7:03 a.m. (sunrise one minute earlier than yesterday). 27 degrees, wind NNW 10 mph. Sky: opening up, lanes of colorless light. Fourteen inches of heavy snow blanket the Hollow. I wish you were here, skinning up the west saddle of Robinson Hill, where owls gather and a wandering cat, whose paws don't sink in the fallout of storms, takes a mid-day nap. A dog at your heels, stepping on your skis. And you turn, with your mother's smile, forgiving. Permanent streams: upper, mink dimples the snow, returns to the marsh, appetite on the loose; lower, hillside descent, a hidden flow, snow to slush on level ground. Wetlands: desolate and scoured, the illusion of remoteness, beyond the wind evergreens hold snow. Pond: in suspension, not a track, not a chickadee in the nearby maples.
Three crows head east, silently. Making up for yesterday, unfettered nuthatches and chickadees non-stop calling. Seemingly ubiquitous. No songs, however. I try my best chickadee whistle . . . no answer. A hairy woodpecker testing pine limbs, soft taps, wood throbs like a tuning fork. Eleven turkeys in the front yard scratch sunflower seeds, a big-bird explosion when I appear. Pitch into the pines, high on stout limbs, a blast of snow.
Yesterday, late afternoon: I snowshoed across the marsh, high-stepping like a drum major. A foot of snow, a foot of air space below the snow, and, unheeding, two German shepherds on my heels, literally. Less forgiving than Jordan, I put the dogs in their place . . . again and again and again. They look at me with moist, goose-egg eyes. Life goes on.

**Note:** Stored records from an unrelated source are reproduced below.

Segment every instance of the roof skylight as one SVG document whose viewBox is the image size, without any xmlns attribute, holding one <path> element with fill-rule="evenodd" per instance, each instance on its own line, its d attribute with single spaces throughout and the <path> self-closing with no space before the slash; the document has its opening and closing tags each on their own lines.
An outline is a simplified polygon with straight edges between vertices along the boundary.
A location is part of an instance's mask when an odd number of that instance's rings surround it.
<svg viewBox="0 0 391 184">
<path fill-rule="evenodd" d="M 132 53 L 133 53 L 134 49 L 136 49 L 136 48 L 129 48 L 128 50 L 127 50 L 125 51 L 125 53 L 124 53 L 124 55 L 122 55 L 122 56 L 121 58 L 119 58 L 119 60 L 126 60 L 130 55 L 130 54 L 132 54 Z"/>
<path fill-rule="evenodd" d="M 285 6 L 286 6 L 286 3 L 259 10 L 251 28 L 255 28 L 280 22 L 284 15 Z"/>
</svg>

Thanks for sharing the memory of Jordan and his skis and the dog--you certainly have a richness of memories, which is a poignant gift. Your gift to me today is the memory of cross-country skiing four miles, pitching a tent in winter, and bundling up in down sleeping bags, with two golden retrievers making a sandwich of me. Saudade treasures.